February 28, 2008

1) Natural Gas went ballistic today, up 5% to $9.46. Crude closed at $102.20. Fed governor Bernanke is driving prices, not OPEC.

2) Thoroughbred horse sales at Keeneland have fallen off a cliff, another leading economic indicator.

3) Incredible stat of the day: Triple 'B' rated bonds a year ago traded 200 basis points over Treasuries. Now they are 800-1,000 basis points over Treasuries, an all time high.

4) Michael Jackson's palatial fantasy estate in Southern California, Neverland, complete with its own merry-go-round and Ferris wheel, is going into foreclosure unless he can come up with $24 million by March 14. It almost certainly has negative equity and the bank will take it back. Weren't you looking for a weekend place?

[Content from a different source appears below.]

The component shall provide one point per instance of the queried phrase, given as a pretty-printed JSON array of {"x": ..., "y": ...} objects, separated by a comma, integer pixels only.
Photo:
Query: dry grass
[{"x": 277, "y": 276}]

5) China is raising its minimum wage by 17% to $120 a month. Of the last 50 centuries, China had the world's dominant economy for 48. The rise of China today is just a reversion to the mean.

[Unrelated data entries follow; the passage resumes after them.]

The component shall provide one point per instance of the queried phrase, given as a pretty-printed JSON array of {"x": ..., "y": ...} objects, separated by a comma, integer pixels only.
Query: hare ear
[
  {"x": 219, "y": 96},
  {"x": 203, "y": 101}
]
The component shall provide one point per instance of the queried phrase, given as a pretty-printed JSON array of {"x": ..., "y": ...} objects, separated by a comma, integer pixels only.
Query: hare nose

6) There was massive buying of long dated calls in Toll Brothers and Pulte Homes which are among the best performing stocks in the market this year.

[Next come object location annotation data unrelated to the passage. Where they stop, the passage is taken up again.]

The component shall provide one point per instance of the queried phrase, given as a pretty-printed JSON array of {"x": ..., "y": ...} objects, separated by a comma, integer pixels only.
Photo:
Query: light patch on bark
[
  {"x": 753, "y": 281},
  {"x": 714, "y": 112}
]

7) US labor costs are now 30% cheaper than in Europe. This will lead to more factory construction in the US.

8) The California state pension fund (Calpers) is raising its allocation to commodities 16 times to $7 billion. A sign that a top in this torrid asset class is not far off.


What has been driving the euro up against the dollar for the last 8 months has been stubbornly high euro interest rates and the most rapid decline in dollar interest rates in history, causing the euro/dollar interest rate differential to widen to a record 300 basis points. What happens next? The Fed will carry out its last 50 basis point rate cut at its March meeting. After that the next Fed rate move will be a rate increase to head off inflation, possibly quickly. The European central bank will be forced to cut its rates as the effects of the US recession spill over there. This will cause the dollar/euro interest rate differential to shrink dramatically. This scenario has the euro peaking at the $1.55 to $1.60 range sometime in Q2 2008. After that it could retrace as far back as $1.25 over the following year. Q2 could be a good time to take profits in an any euro based assets you may have.


Copper could be the next metal to move. It is at the top of a two year trading range at $3.60 and is clearly breaking out to the upside. You could get a big rotational move into copper as traders move out of gold,  which is rapidly approach $1,000 an oz, the target for many for the year. Chinese demand has been voracious in the massive construction build out for the Olympics. Electrical cars, the most immediate short term solution to high oil prices, use a lot of the red metal. And there are no major new mines coming on stream in the foreseeable future. A classic supply demand squeeze.